6. The Principles of Processing Personal data

Legality

A User's personal data is processed in accordance with the legislation in force, in particular the GDPR Regulation.

User consent

Personal data are processed only in the manner and to the extent that the User has given consent to, if processing is based on consent, otherwise on the basis of a Contract.

Minimizing and limiting the processing of Personal data

Personal data are only processed to the extent necessary to achieve the purpose of their processing and for a period no longer than is necessary to achieve the purpose of their processing.
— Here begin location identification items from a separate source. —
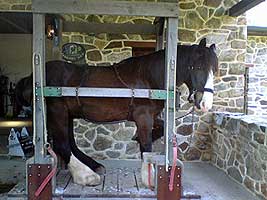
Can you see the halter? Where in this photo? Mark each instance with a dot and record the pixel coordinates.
(193, 68)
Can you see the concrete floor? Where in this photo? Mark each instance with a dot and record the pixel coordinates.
(202, 179)
(213, 184)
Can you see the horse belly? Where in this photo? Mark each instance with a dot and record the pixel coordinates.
(105, 109)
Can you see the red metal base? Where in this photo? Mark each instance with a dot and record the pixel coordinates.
(36, 174)
(163, 192)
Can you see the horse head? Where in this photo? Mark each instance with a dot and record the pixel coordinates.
(202, 66)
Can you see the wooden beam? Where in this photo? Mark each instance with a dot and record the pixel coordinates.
(139, 44)
(38, 80)
(106, 7)
(257, 31)
(170, 85)
(242, 6)
(84, 27)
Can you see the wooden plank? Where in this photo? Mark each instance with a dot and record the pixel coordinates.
(38, 80)
(106, 7)
(84, 27)
(139, 44)
(170, 85)
(243, 6)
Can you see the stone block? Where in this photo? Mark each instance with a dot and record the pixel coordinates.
(102, 143)
(249, 184)
(235, 174)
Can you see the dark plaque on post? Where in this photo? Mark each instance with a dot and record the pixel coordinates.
(73, 52)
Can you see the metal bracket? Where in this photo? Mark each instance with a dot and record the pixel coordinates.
(163, 191)
(49, 91)
(160, 94)
(36, 174)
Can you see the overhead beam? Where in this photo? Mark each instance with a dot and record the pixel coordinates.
(242, 6)
(257, 31)
(106, 7)
(84, 27)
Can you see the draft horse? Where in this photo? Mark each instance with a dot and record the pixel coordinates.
(195, 67)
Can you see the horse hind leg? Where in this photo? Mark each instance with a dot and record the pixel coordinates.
(144, 125)
(59, 125)
(85, 170)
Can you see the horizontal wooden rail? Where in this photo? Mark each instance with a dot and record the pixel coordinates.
(106, 7)
(103, 92)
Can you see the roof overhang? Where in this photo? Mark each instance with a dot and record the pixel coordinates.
(242, 6)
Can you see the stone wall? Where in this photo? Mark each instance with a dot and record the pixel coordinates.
(257, 75)
(197, 19)
(240, 149)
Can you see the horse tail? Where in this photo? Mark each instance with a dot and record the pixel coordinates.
(23, 91)
(88, 161)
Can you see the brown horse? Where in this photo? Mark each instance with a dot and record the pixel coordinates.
(195, 66)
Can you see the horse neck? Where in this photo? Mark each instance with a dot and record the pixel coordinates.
(183, 62)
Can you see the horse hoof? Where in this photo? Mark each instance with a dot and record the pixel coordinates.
(100, 170)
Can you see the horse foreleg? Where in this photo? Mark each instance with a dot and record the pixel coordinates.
(144, 123)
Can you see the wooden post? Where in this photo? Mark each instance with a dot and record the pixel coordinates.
(38, 81)
(159, 22)
(170, 84)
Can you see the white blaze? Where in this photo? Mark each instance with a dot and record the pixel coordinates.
(81, 173)
(207, 99)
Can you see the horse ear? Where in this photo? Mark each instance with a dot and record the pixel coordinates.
(213, 47)
(202, 42)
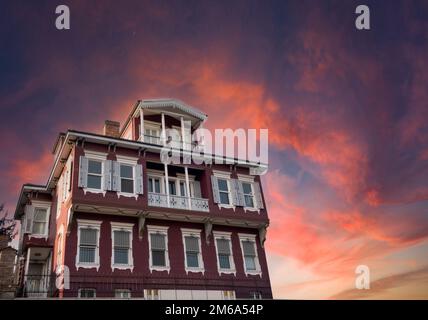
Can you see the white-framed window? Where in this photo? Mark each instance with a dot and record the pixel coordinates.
(40, 222)
(255, 295)
(247, 189)
(95, 174)
(88, 240)
(122, 293)
(151, 294)
(87, 293)
(127, 176)
(158, 248)
(193, 261)
(121, 234)
(60, 245)
(155, 184)
(228, 295)
(249, 254)
(223, 245)
(37, 219)
(224, 191)
(152, 132)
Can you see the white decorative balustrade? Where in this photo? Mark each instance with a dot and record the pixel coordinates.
(177, 202)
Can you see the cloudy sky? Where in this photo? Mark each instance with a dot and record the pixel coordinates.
(347, 113)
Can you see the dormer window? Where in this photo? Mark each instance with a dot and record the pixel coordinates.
(40, 222)
(37, 219)
(95, 174)
(126, 178)
(223, 188)
(248, 194)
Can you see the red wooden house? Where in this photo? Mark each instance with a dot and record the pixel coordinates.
(116, 221)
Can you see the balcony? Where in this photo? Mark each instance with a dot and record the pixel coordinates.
(173, 143)
(177, 202)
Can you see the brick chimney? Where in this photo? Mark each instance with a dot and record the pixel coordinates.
(111, 128)
(4, 240)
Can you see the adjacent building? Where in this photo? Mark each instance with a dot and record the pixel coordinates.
(116, 220)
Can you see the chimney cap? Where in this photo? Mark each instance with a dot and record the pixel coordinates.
(111, 128)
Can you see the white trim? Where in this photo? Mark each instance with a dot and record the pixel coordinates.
(80, 289)
(96, 155)
(227, 236)
(128, 227)
(229, 188)
(245, 178)
(45, 205)
(162, 230)
(221, 174)
(252, 238)
(94, 224)
(101, 157)
(255, 207)
(194, 233)
(132, 163)
(127, 160)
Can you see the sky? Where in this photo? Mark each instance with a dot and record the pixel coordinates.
(346, 110)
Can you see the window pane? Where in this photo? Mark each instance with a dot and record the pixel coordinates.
(94, 182)
(222, 185)
(158, 258)
(87, 255)
(249, 201)
(172, 189)
(224, 261)
(248, 248)
(126, 171)
(87, 293)
(224, 197)
(40, 214)
(127, 185)
(247, 188)
(88, 237)
(121, 256)
(192, 259)
(182, 189)
(223, 246)
(94, 167)
(250, 263)
(150, 184)
(157, 186)
(121, 239)
(192, 244)
(157, 241)
(39, 227)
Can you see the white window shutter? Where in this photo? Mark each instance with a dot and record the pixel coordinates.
(83, 172)
(197, 189)
(216, 194)
(116, 176)
(240, 192)
(107, 174)
(139, 179)
(234, 191)
(258, 195)
(29, 218)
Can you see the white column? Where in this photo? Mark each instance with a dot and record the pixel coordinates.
(163, 134)
(201, 137)
(166, 184)
(183, 145)
(186, 173)
(141, 125)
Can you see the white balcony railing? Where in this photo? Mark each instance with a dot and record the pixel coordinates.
(177, 202)
(177, 144)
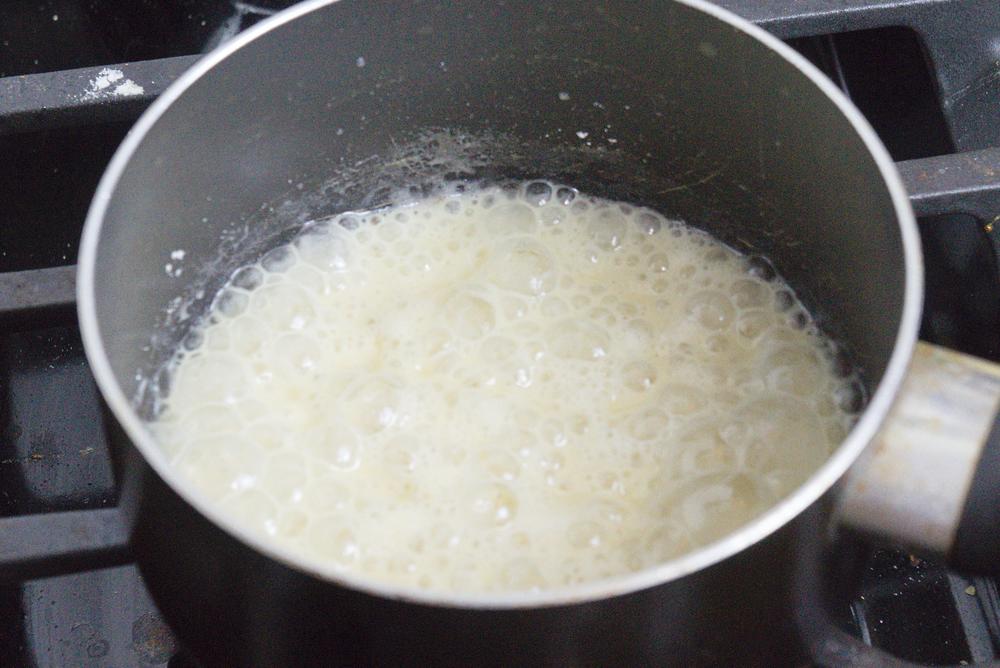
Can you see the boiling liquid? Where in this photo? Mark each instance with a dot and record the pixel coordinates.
(502, 390)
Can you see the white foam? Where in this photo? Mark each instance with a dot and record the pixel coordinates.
(502, 390)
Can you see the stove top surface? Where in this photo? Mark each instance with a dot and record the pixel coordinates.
(922, 71)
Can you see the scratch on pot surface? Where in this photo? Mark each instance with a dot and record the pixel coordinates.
(694, 184)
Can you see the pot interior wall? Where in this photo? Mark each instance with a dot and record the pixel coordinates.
(654, 103)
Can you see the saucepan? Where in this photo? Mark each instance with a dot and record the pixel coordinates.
(677, 105)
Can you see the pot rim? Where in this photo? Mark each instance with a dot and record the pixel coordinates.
(761, 527)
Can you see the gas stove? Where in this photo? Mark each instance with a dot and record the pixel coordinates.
(75, 74)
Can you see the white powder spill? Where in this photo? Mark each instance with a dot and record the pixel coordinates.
(101, 86)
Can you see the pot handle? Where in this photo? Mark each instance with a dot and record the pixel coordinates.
(930, 480)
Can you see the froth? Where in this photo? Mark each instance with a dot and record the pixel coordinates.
(503, 389)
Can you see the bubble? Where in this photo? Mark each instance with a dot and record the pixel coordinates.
(793, 370)
(704, 452)
(247, 278)
(682, 399)
(501, 465)
(525, 266)
(579, 339)
(469, 316)
(710, 309)
(749, 294)
(493, 505)
(761, 268)
(230, 303)
(291, 523)
(284, 306)
(278, 260)
(649, 223)
(511, 219)
(284, 477)
(219, 375)
(607, 228)
(586, 534)
(252, 508)
(648, 424)
(331, 539)
(295, 354)
(326, 495)
(751, 324)
(566, 195)
(521, 574)
(783, 300)
(851, 397)
(336, 445)
(639, 376)
(538, 193)
(400, 454)
(658, 263)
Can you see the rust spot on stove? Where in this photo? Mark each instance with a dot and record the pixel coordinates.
(152, 640)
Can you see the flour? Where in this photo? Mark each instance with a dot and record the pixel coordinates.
(101, 87)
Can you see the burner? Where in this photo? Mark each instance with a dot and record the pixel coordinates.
(922, 71)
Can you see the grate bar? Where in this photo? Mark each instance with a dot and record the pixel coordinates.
(33, 546)
(85, 96)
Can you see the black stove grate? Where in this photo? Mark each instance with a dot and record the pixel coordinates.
(923, 72)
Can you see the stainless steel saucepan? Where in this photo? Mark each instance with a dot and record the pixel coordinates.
(675, 104)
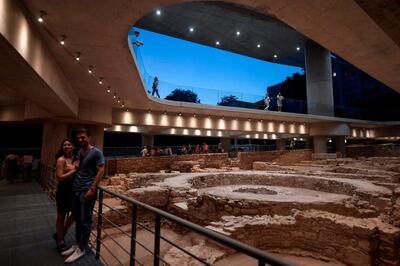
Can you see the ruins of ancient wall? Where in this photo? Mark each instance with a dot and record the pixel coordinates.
(382, 150)
(285, 157)
(349, 240)
(155, 164)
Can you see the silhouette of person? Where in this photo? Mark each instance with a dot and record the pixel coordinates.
(155, 87)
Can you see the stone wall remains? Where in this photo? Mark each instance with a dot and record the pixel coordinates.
(381, 150)
(350, 240)
(286, 157)
(155, 164)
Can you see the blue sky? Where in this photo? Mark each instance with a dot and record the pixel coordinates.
(208, 69)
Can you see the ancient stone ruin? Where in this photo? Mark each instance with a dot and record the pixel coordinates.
(310, 212)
Accuracy of the personal data processed

Personal data are processed with an emphasis on their accuracy using the measures available.

Transparency

By means of these Principles and the contact person, the User has the opportunity to become acquainted with the manner in which personal data are processed, as well as their scope and content.

Purpose limitation

Personal data are processed only to the extent necessary for fulfilling the intended purpose and in accordance with that purpose.

Security

Personal data are processed in a manner that ensures their due security, including the use of suitable technical or organizational measures to protect them from unauthorized or unlawful processing and from accidental loss, destruction or damage.
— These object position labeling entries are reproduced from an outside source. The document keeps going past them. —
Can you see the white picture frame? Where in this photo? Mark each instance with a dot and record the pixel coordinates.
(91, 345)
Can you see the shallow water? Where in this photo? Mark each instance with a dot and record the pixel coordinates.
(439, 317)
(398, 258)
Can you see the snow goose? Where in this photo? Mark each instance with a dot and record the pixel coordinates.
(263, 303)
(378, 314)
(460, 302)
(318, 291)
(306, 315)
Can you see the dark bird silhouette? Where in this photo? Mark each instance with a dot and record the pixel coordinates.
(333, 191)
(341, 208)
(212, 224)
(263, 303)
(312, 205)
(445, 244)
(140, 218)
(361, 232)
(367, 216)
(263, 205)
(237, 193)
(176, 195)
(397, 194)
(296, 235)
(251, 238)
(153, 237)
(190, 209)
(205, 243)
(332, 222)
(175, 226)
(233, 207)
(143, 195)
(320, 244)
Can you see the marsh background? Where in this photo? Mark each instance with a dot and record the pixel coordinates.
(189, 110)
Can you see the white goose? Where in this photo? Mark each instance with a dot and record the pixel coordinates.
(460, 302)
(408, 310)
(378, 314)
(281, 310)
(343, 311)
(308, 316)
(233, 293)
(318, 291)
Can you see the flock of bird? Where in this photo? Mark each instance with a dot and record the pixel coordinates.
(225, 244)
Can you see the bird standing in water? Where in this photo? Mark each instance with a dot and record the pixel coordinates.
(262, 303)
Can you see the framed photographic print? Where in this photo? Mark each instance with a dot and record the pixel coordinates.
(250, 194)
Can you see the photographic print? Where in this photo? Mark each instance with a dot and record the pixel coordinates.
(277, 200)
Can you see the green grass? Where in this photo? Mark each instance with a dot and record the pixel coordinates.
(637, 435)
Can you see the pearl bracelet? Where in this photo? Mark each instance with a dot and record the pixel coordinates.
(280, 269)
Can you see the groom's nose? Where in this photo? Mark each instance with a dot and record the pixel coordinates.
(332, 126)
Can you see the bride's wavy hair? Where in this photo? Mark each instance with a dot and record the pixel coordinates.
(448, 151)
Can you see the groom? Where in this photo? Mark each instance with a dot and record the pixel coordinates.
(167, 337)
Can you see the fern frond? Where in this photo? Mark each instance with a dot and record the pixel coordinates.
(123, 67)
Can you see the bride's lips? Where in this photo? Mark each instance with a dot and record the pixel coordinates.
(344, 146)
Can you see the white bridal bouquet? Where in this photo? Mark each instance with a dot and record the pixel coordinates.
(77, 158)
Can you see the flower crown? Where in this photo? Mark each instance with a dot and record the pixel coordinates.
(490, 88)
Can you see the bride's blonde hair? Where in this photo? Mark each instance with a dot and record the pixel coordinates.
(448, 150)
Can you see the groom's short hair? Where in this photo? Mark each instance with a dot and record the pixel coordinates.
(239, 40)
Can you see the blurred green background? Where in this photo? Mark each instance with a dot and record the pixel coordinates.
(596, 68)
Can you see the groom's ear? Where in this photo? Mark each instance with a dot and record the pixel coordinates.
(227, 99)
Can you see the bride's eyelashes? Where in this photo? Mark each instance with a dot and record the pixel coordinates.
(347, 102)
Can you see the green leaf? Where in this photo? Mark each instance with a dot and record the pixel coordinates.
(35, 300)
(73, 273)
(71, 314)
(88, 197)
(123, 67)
7. Rights of the Data Subject

Right of Access

The right of access to the personal data means the data subject shall have the right to obtain from the Controller confirmation as to whether or not personal data concerning him or her are being processed, and, where that is the case, what data it concerns and how it is being processed.

Right to Rectification

The right to rectification means the User shall have the right to obtain from the Controller without undue delay the rectification of inaccurate personal data concerning him or her. The User has the right to have incomplete personal data completed by the Controller at any time.

Right to Erasure

The right to the erasure of personal data is the Controller’s obligation to erase the personal data about the User being processed if the conditions specified in the GDPR are met and the User requests the Controller to do so.

Right of Restriction to Processing

The User has the right, in the cases specified by the Regulation, that the Controller restrict the processing of the User’s personal data.

Right to Object

The User has the right to object at any time to processing based on the legitimate interests of the Controller, a third party or it is necessary for the performance of a task carried out for reasons of public interest or during the exercise of public authority.

Right to Data Portability

The right to data portability gives the User the ability to obtain personal data provided by the Controller in a commonly used and machine-readable format. This data may then be passed on to another Controller or, if technically possible, a request may be made that it be transmitted from one Controller to another.

Right to Withdraw Consent

According to the GDPR, the User has the right to withdraw consent to the processing of his or her personal data at any time. This right does not apply in the case of a Contract because the User’s personal data are processed for the performance of the Contract, not on the basis of consent to processing.

Right to Lodge a Complaint

In the event of dissatisfaction with the processing of his or her personal data by the Controller, the User has the right to lodge a complaint directly with the Controller or to turn to the Office for Personal Data Protection.

Information on the User’s rights

The website of the Office for Personal Data Protection: https://www.uoou.cz/6-prava-subjektu-udaj/d-27276

These Principles for Protecting Personal Data come into force on 25. 5. 2018.